7. We talk all the time about how incredible Nick Foles was in the 2017 playoffs, but right along with his remarkable performance is the fact that he dropped back 108 times and was sacked twice - once in the Falcons game and once in the Vikings game. Foles’ 971 passing yards in the 2017 postseason are the most in NFL history by a QB who was sacked two or fewer times. Lane Johnson, Jason Kelce and Brandon Brooks were the heart of that o-line, but Big V and Stefen Wisniewski were both huge during that run as well.

8. From the Be Careful What You Wish For Department: In the summer of 1971, there was a kicking competition in Eagles training camp between incumbent Mark Moseley, who the fans were furious with after his 27-yard miss cost the Eagles a 1970 win over the Falcons, and rookie 4th-round pick Happy Feller, the overwhelming fan favorite. “‘I’ll probably go out there to kick and the fans will all want to see Happy,” Moseley told Chuck Newman in the Aug. 13, 1971, Inquirer, before the first home preseason game of 1971. “Maybe they’ll boo, but that’s their privilege. The fans have their favorites.” As it turned out, the Eagles kept Feller and released Moseley. Feller went on to go 6-for-20 on field goal attempts in 1971, and that 30 percent accuracy is the worst in the NFL in the last 50 years. Feller spent a couple years with the Saints and made 37 percent of his career field goals. Nobody else in the NFL over the last 50 years has been under 50 percent. Moseley kicked in the NFL for 17 years and was a two-time Pro Bowler.

9. Crazy that there are more assistant coaches than players still with the Eagles from the Chip Kelly Era. Six coaches, two players. And there are more players remaining that Andy Reid brought in (five) than Chip brought in (two). And there isn’t a single player from either the 2014 or 2015 drafts still in the organization.

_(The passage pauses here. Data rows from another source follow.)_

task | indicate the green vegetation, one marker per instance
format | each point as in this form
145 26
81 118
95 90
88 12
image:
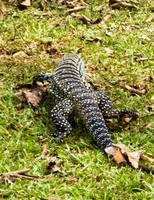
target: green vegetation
44 39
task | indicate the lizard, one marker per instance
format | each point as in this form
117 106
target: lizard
73 94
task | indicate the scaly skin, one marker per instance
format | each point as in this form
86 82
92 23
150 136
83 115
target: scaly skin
73 93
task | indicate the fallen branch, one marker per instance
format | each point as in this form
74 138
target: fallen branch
83 18
145 168
23 171
74 10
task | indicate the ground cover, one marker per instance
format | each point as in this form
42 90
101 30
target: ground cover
117 47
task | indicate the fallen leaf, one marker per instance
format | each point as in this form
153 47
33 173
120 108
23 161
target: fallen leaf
2 10
99 8
108 16
74 179
74 10
83 18
146 158
54 167
19 54
152 98
141 59
20 191
149 19
117 4
148 125
50 198
23 171
109 51
26 3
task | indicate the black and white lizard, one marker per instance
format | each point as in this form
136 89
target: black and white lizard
73 93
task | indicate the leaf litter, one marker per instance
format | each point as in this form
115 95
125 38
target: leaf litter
122 154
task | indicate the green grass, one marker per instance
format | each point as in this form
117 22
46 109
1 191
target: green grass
98 176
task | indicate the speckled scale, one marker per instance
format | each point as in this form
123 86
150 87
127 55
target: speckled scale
73 93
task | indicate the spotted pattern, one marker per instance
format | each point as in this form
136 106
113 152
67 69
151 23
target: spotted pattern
73 93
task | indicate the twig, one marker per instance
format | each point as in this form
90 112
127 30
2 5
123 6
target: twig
145 168
26 176
23 171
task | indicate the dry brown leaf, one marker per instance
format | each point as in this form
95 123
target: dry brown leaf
26 3
74 179
149 19
99 8
117 4
83 18
50 198
44 151
74 10
54 167
19 54
2 10
20 191
141 59
109 51
108 16
23 171
152 98
148 125
146 158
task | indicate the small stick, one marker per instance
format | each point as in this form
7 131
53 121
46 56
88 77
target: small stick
26 176
145 168
23 171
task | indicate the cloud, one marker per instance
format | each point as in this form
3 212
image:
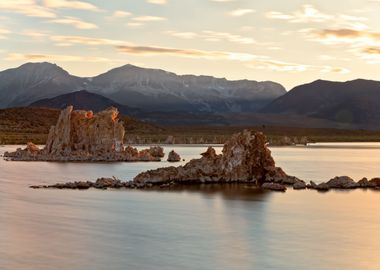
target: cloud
82 40
240 12
26 7
310 14
307 14
3 33
213 36
53 57
192 53
70 4
148 19
76 22
134 24
252 60
363 44
157 2
348 35
372 50
282 66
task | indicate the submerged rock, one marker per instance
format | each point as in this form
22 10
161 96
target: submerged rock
173 156
157 151
274 186
299 185
84 136
342 182
245 158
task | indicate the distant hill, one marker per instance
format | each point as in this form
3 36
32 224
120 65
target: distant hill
33 81
354 102
159 90
147 89
83 100
39 120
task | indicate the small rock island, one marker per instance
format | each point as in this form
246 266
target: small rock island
84 136
245 159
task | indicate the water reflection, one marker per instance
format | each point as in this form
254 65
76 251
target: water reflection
190 227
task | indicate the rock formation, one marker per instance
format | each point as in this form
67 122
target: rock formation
84 136
157 151
245 158
173 156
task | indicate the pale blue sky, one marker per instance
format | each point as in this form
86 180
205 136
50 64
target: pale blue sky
291 42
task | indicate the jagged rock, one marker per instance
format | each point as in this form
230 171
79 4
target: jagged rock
364 183
84 136
157 151
245 158
322 187
32 148
375 182
342 182
299 185
170 140
274 186
173 156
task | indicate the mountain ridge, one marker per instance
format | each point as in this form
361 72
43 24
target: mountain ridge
150 89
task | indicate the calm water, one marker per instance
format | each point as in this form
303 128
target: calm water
210 228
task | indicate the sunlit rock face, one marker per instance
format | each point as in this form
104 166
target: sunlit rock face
84 136
245 158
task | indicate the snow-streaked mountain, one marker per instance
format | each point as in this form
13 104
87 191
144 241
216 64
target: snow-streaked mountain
33 81
159 90
147 89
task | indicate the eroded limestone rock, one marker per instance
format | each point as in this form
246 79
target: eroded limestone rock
84 136
245 158
174 156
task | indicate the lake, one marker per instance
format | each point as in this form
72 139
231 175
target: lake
233 227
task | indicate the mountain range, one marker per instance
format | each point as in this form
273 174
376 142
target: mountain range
147 89
169 99
355 102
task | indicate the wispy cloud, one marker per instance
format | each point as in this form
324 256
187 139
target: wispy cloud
53 57
148 19
76 22
363 44
83 40
253 61
240 12
213 36
26 7
70 4
310 14
134 24
192 53
3 33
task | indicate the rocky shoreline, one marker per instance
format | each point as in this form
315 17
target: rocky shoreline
337 183
245 159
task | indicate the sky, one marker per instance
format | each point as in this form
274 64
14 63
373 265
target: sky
291 42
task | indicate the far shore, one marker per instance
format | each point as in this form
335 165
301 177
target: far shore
193 136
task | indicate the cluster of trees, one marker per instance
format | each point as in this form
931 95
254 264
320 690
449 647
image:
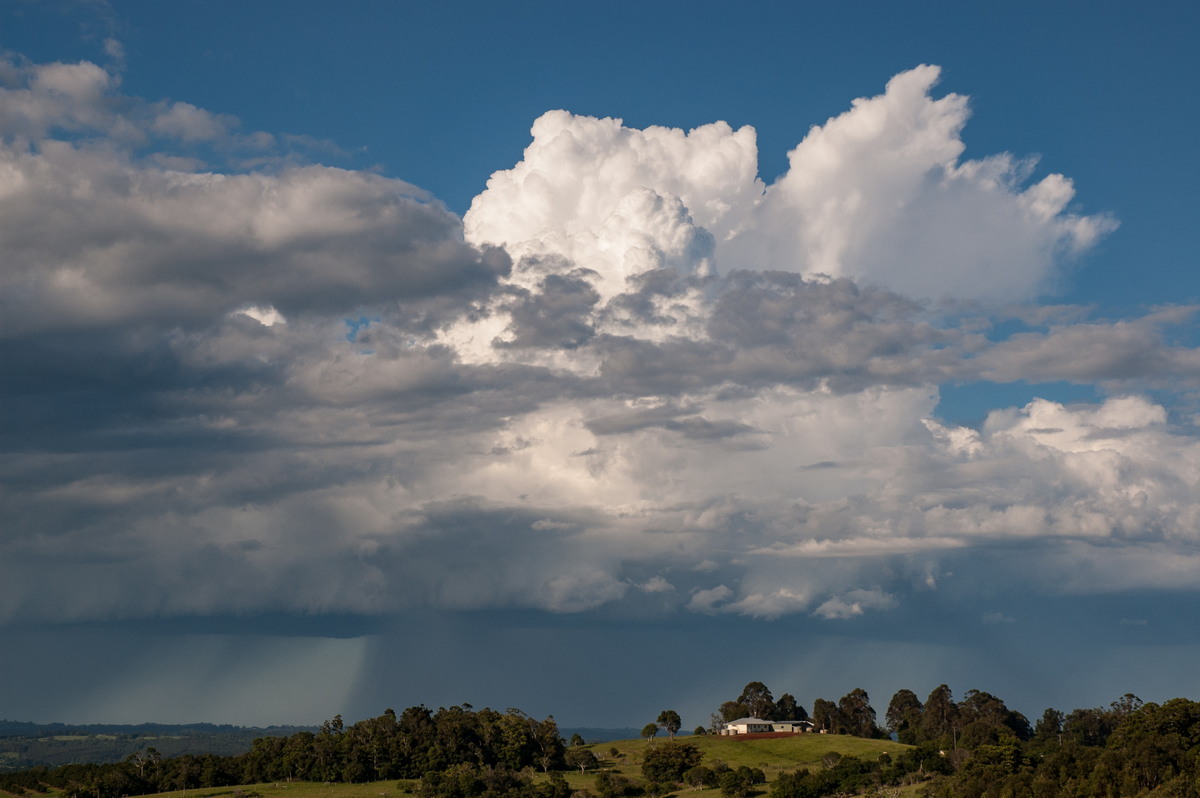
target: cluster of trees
1128 749
757 702
852 714
975 748
418 742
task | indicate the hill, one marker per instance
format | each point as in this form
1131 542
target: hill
27 745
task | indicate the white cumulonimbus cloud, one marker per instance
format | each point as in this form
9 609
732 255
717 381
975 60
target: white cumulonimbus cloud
633 375
877 193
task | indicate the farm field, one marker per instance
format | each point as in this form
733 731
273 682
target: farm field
624 757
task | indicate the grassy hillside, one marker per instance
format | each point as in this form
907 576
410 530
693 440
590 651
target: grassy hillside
772 756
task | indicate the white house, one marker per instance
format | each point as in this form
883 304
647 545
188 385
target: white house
760 726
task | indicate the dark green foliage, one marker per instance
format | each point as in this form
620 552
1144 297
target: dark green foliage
733 711
389 747
669 719
787 709
757 700
700 777
667 762
582 759
856 714
903 717
825 715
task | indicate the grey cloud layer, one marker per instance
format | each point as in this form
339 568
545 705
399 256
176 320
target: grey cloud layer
304 389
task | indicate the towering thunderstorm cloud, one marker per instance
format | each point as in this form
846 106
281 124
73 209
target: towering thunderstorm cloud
633 376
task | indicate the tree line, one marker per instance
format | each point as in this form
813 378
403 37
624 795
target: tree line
408 745
972 748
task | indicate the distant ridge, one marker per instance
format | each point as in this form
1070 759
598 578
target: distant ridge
592 735
27 744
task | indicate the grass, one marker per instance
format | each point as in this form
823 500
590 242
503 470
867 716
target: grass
772 756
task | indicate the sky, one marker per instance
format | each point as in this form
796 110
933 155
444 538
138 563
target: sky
594 359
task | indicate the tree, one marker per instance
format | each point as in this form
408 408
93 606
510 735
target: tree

10. Need more evidence of Duce Staley’s ability to get the most out of his players? Since 2015, the Eagles are the only NFL team that hasn’t had a running back with 200 carries in a season. During that five-year period, Duce has made do with an ever-changing rotation of DeMarco Murray, Ryan Mathews, LeGarrette Blount, Jay Ajayi, Jordan Howard, Miles Sanders, Josh Adams one year, Wendell Smallwood, Darren Sproles, Corey Clement and Boston Scott. Yet with that unsettled group of young unproven backs and veterans at the end of their career, the Eagles are 9th in the NFL in rushing during that five-year span. Of that group, Murray, Blount, Ajayi, Sproles and Mathews are all out of the league.